I realized early on that I was high risk (family history, overweight, black), so I had my doctor check my glucose every year since my early 20s. My glucose results were normal for many years, and I thought I had beaten the odds. Then, while being treated for an infection that would not heal, it was recommended that I get a blood test for my glucose level. And sure enough, it was off the charts — above 300. (The American Diabetes Association recomments a fasting plasma level of 70 to 130 mg/dL.)
Of course I was perplexed because I was being routinely checked; what happened? I realized that one thing had changed — my walking routine. Due to an Achilles heel injury, I had not been doing the one exercise I was committed to. That inactivity was just enough, added to my weight, to put me in the crosshairs of diabetes.
I didn’t panic; I have great doctors, nurses, nutritionists and diabetes educators to assist me and my family. Medication and dietary changes were the most immediate steps.
Education was the next step. The courses offered at Mount Nittany Medical Center covered many topics: science behind the disease, medications used to treat it, impact of neglecting it and lifestyle changes necessary to live with diabetes. My doctors and I also talked about the emotional impact of the disease on my life and my family.
It was probably at that point that I decided that I would not be a victim, so I don’t call myself “a diabetic.” Instead I say “I fight diabetes.” It’s only a little difference in words but a powerful — perhaps the most powerful — weapon in dealing with this disease.
Another important thing I did was to tell my family, friends and co-workers.
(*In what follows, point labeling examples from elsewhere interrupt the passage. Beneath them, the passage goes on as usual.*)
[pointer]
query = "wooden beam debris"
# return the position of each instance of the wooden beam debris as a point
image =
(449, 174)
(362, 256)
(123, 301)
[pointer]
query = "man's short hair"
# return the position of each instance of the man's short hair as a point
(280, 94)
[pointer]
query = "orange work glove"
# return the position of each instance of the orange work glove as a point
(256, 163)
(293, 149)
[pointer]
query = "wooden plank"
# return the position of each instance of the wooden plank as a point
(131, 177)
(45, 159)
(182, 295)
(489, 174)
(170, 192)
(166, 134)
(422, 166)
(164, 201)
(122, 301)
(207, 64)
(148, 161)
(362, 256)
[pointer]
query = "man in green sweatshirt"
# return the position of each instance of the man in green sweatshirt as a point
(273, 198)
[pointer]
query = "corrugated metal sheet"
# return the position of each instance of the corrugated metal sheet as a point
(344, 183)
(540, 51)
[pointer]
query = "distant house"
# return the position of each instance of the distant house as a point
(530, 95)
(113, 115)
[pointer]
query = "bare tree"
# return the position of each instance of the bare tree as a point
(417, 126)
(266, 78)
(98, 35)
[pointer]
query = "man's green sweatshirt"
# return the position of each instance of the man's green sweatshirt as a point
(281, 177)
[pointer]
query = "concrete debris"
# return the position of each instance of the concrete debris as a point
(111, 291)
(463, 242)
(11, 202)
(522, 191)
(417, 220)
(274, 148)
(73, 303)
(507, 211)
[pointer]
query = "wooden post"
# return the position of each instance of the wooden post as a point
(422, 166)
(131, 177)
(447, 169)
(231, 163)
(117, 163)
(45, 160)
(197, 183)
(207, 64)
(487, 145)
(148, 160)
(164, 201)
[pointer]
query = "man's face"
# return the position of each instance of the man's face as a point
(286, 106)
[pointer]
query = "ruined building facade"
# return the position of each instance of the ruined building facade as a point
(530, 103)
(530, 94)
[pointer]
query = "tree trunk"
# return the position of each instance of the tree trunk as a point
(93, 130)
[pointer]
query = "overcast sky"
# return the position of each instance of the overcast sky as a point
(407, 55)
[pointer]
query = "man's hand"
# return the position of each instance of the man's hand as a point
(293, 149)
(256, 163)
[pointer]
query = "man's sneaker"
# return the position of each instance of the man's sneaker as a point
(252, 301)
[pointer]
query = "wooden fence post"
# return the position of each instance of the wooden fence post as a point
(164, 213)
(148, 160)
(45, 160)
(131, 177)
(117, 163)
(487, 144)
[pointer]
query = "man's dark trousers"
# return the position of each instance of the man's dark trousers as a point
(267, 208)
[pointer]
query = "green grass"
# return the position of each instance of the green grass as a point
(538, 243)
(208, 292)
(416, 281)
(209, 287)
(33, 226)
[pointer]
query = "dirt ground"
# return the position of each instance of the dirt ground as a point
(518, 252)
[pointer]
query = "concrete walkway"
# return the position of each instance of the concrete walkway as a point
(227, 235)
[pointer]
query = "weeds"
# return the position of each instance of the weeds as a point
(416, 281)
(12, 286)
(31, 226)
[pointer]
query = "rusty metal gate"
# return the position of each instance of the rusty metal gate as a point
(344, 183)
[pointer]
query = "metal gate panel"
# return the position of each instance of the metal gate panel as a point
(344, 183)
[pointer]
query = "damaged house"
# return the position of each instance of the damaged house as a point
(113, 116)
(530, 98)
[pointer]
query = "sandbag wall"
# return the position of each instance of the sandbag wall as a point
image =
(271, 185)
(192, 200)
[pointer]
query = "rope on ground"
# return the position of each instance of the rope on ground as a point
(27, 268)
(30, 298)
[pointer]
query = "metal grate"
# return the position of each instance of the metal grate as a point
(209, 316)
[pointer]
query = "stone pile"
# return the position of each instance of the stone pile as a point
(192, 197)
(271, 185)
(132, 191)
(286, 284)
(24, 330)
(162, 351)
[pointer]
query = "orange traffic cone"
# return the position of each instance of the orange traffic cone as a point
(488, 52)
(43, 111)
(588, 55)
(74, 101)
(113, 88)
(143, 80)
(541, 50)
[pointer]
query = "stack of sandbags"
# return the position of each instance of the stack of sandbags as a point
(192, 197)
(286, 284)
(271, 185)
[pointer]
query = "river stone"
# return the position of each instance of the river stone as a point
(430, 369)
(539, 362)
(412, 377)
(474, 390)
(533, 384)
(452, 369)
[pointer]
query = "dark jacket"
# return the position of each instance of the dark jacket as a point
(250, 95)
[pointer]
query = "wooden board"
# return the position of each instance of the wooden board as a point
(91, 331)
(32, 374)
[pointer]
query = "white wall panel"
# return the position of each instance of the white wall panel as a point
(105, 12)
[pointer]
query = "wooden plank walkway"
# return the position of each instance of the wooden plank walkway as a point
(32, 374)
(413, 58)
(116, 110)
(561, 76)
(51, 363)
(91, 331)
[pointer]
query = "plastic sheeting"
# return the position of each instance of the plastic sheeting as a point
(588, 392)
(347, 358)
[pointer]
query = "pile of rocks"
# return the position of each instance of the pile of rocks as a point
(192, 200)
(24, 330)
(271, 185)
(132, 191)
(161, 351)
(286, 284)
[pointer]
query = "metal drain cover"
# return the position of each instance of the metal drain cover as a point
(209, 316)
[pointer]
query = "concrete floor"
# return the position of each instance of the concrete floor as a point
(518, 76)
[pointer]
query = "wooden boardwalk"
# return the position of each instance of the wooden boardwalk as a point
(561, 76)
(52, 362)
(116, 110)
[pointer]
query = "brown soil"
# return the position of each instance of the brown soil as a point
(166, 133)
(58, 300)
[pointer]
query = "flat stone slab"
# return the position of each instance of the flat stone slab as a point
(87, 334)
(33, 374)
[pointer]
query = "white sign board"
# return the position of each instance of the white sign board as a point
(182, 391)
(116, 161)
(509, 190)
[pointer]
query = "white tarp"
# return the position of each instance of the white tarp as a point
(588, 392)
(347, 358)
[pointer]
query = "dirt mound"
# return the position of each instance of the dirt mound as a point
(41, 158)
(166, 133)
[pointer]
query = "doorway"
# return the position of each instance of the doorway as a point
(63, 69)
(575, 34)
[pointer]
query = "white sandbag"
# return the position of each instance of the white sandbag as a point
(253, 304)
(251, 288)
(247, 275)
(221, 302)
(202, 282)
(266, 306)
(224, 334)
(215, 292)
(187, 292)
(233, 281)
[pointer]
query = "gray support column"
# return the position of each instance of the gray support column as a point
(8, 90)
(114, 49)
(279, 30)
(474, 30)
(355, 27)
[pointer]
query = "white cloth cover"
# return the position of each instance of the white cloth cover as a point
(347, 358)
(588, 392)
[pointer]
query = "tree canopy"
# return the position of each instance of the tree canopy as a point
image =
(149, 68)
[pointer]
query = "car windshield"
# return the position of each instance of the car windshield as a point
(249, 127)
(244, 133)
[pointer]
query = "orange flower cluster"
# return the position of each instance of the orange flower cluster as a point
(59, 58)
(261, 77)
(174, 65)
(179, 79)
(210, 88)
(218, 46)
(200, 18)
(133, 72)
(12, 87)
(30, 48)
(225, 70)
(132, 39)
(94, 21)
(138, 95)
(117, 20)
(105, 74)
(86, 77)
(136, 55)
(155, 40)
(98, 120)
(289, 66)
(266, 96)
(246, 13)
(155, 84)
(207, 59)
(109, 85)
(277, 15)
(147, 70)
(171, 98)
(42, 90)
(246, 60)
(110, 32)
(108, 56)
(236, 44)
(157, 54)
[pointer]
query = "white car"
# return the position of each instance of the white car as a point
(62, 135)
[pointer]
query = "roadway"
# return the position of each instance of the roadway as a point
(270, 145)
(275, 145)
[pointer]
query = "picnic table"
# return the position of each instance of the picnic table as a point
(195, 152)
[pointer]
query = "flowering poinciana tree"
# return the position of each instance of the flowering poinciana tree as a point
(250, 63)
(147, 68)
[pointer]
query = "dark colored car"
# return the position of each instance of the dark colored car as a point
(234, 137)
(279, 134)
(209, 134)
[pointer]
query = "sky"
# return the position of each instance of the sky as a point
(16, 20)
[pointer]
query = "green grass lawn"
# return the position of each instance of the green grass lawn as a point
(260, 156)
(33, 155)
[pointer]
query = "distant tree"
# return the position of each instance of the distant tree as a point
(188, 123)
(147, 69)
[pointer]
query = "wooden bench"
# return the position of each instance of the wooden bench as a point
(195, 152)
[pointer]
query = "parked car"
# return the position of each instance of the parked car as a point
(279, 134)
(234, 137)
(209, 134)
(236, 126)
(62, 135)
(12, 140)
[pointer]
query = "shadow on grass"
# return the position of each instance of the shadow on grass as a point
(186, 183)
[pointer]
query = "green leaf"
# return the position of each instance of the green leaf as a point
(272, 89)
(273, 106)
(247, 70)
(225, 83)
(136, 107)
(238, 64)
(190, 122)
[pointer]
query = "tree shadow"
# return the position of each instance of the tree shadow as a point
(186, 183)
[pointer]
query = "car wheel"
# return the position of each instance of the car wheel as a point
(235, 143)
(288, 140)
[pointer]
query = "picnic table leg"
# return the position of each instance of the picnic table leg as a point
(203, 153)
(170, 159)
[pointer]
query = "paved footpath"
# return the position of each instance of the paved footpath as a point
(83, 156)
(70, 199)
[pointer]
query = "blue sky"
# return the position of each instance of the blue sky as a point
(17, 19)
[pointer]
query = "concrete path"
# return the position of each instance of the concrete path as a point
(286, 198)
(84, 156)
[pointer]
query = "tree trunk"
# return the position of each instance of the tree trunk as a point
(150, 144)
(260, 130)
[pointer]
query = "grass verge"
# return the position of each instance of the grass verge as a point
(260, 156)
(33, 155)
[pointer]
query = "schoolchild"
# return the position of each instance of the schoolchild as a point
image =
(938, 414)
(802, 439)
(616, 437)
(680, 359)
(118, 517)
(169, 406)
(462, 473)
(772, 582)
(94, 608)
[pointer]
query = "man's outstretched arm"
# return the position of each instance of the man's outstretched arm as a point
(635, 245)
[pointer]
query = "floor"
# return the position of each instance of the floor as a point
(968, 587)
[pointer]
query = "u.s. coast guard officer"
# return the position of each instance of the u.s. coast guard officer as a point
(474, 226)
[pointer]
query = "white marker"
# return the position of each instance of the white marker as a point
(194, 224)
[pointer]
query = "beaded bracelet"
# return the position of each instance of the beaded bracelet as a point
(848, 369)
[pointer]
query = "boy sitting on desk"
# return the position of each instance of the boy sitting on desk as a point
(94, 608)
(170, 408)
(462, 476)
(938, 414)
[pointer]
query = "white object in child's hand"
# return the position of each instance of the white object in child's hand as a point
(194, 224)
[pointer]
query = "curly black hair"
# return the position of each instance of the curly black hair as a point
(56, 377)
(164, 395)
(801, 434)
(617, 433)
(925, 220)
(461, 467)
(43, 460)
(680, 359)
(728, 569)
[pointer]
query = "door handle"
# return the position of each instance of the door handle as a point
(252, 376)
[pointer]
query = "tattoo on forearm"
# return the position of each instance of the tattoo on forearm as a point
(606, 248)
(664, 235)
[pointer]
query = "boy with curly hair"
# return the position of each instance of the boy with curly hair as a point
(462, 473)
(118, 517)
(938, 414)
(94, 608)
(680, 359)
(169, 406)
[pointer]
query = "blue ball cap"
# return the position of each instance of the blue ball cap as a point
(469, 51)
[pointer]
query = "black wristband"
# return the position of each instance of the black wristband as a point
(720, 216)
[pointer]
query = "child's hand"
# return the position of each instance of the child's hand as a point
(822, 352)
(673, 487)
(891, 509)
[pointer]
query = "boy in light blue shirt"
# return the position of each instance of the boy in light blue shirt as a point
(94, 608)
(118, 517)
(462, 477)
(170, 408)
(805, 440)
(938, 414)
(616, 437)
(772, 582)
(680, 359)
It helps if the people around you are familiar with the disease in an instance of low blood sugar. Even more important may be the support you get from family and friends to fight diabetes; with so many of us living with diabetes, there is real power in working together as families and in the workplace.
I also joined People Centre’d on Diabetes, a local organization dedicated to education and support.
I try to do the things I am supposed to, and I do some things better than others. The greatest challenge for me right now is engaging in regular exercise. It often seems like the “final frontier,” but I must learn to conquer it. I am mindful of what I eat, properly take my medications, maintain regular glucose testing and checkups, take time to rest, try to reduce my stress and listen to my body. Am I perfect at this every day? No, but I have learned to forgive myself and move forward.
Get out of denial if you’re there; your life depends on it. Denying you have diabetes will only cause you to avoid self-care. Denial shields you from the fact that diabetes is a lifelong, chronic illness, which, left untreated or poorly treated, can result in severe complications.
You can live with diabetes and even thrive. Just take it on. And if you have not yet been diagnosed, learn about your personal risks by taking a fast, easy and free test at www.diabetes.org/are-you-at-risk/diabetes-risk-test.